En premier lieu, la transposition de l’action aux Etats Unis ne fonctionne pas, la Société japonaise reste toujours aujourd’hui dominée par les mâles ; donc, la lutte du mari pour récupérer sa fille Ceci n’a pas le même poids et la même importance dramaturgique que dans l’œuvre originale. Le sentiment de désespoir résigné de la mère dans le film japonais qui participe au climat languissant et angoissant de film de Nakata ne trouve pas d’écho dans la société américaine où les batailles juridiques pour la garde d’enfants représentent une norme des plus banales.
Le second défaut réside dans le parti pris par Walter Salles de se préoccuper plus de la terreur de Jennifer Connelly que de celle de sa fille Ceci. Nakata avait accentué les phénomènes étranges liés à l’appartement mais ne les avait rendus perceptibles qu’à travers l’œil de la petite fille. Le décalage existant entre les perceptions de la mère et de son enfant procurait au spectateur un surcroît de terreur qui n’existe pas dans la nouvelle version.

Certes, on pourrait objecter que Walter Salles a creusé un sillon plus proche de ses préoccupations en investissant le champ psychologique des personnages.
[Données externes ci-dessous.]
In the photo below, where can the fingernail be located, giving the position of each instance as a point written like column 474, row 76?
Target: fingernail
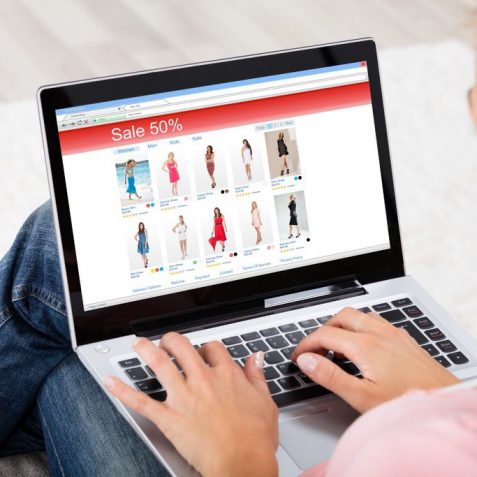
column 109, row 383
column 307, row 363
column 258, row 359
column 138, row 341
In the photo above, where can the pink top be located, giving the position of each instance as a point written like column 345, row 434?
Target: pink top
column 419, row 434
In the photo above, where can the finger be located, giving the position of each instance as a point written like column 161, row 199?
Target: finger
column 330, row 338
column 162, row 365
column 354, row 320
column 216, row 354
column 327, row 374
column 185, row 354
column 136, row 400
column 254, row 371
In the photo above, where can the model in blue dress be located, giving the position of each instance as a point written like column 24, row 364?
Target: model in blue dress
column 142, row 243
column 129, row 178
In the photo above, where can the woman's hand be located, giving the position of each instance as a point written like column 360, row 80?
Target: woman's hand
column 219, row 417
column 390, row 361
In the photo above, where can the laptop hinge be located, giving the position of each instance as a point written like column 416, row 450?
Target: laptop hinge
column 336, row 291
column 245, row 310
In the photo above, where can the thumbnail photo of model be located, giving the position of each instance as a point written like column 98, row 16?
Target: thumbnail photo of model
column 210, row 164
column 180, row 229
column 134, row 181
column 291, row 216
column 142, row 239
column 247, row 158
column 219, row 230
column 282, row 152
column 170, row 167
column 256, row 221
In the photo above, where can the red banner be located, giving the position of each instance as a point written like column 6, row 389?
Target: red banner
column 217, row 117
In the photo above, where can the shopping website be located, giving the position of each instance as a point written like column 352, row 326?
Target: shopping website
column 197, row 187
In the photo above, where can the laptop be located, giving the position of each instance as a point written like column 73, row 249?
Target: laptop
column 245, row 200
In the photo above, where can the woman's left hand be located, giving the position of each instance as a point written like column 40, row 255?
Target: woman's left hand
column 221, row 418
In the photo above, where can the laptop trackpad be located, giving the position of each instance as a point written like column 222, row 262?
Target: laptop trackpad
column 311, row 439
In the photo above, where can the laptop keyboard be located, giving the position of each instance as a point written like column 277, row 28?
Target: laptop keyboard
column 286, row 383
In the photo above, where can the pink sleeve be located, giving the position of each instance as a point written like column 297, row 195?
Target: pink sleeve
column 423, row 433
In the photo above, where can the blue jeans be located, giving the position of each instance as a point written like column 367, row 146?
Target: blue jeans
column 48, row 401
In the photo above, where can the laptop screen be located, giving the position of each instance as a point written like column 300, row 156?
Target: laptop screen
column 184, row 189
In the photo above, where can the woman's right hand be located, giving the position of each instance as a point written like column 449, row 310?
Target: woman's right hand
column 390, row 360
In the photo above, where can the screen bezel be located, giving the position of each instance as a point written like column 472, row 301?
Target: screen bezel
column 114, row 321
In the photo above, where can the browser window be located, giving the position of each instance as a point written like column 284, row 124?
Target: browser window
column 188, row 188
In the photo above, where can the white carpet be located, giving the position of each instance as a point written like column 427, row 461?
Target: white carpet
column 434, row 152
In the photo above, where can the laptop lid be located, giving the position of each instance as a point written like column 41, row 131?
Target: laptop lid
column 187, row 193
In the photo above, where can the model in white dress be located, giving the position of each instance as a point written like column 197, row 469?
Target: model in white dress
column 180, row 229
column 247, row 158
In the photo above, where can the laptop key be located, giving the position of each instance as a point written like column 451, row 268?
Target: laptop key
column 394, row 316
column 424, row 323
column 269, row 332
column 303, row 377
column 129, row 363
column 287, row 368
column 274, row 357
column 299, row 394
column 381, row 307
column 365, row 309
column 238, row 351
column 308, row 323
column 259, row 345
column 413, row 331
column 288, row 328
column 159, row 396
column 287, row 352
column 150, row 371
column 443, row 361
column 350, row 368
column 289, row 382
column 136, row 374
column 295, row 337
column 401, row 302
column 435, row 334
column 413, row 311
column 446, row 346
column 254, row 335
column 148, row 385
column 431, row 349
column 458, row 358
column 270, row 373
column 273, row 387
column 231, row 340
column 278, row 342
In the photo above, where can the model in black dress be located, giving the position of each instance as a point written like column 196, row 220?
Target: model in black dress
column 282, row 153
column 293, row 217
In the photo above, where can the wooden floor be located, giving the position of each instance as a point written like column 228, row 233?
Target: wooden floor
column 47, row 41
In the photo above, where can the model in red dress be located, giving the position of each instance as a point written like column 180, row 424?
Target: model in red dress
column 170, row 166
column 219, row 230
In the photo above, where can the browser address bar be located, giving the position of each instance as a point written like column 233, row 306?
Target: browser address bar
column 178, row 104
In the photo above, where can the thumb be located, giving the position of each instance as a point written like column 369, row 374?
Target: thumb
column 329, row 375
column 254, row 371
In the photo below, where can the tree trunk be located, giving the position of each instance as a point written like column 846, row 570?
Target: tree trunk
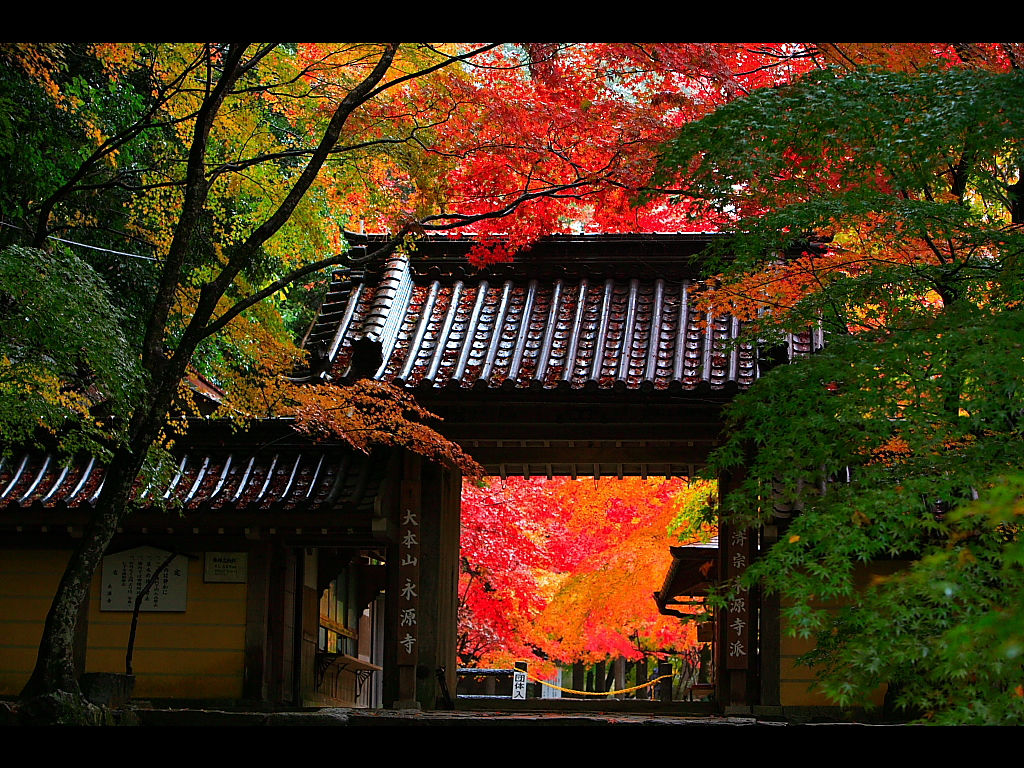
column 54, row 669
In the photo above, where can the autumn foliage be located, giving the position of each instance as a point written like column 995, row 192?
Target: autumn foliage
column 564, row 569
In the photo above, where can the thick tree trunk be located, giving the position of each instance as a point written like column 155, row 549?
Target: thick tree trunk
column 54, row 669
On pourrait même en déduire qu’il a réalisé un remake intelligent, distillant des touches personnelles dans un canevas basique de film d’angoisse classique. Toutefois, le mélange des genres n’est pas harmonieux et les motivations de Salles, d’ailleurs toujours trop soulignées, occultent l’intérêt du spectateur pour l’histoire principale du film.
Le jeu de poupées russes, faisant remonter le trouble psychologique de Ceci à la jeunesse délaissée de sa mère Dahlia, que l’on voit abandonnée sur un banc pluvieux à la sortie de son école, nous paraît un peu trop cousu de fil blanc. Nakata laissait la porte ouverte aux interprétations multiples alors que Walter Salles la referme soigneusement.
L’entreprise, confiée à un faiseur d’Hollywood de l’acabit de Gore Verbinsky qui avait avec The Ring respecté les règles de ce genre cinématographique, aurait pu atteindre son but simple ; effrayer le public dans un horror flick bien ficelé. Mais, choisir Walter Salles, plus habitué aux drames et à la description introspective des sentiments, s’impose comme une erreur de casting des producteurs de ce film.
Cela constitue d’ailleurs la seule erreur de distribution des rôles de ce film tant les acteurs, et plus particulièrement les seconds rôles sont justes et convaincants. John C Reilly en agent immobilier compose un personnage mi protecteur mi délateur parfait de bout en bout, Tim Roth, en avocat des causes perdues, reste décidément trop rare sur les écrans tant il réinsuffle de la vie aux films dans lesquels il s’investit. L’actrice principale Jennifer Connelly, qui fut une actrice culte obsédant les nuits d’adolescents pré pubères dans le film Hot Spot, touche également par sa sincérité dans l’amour qu’elle essaye de transmettre à sa fille Ceci.

Sans être trop dur avec Walter Salles qui se verra sans doute confier par les studios des films plus en adéquation avec son talent, l’évidence reste, au travers de ce premier film hollywoodien, qu’il échoue dans son examen de passage artistique comme ont pu y arriver quelques illustres prédécesseurs sud américains tels que Alejandro Gonzales Inarritu pour ne citer que le plus récent.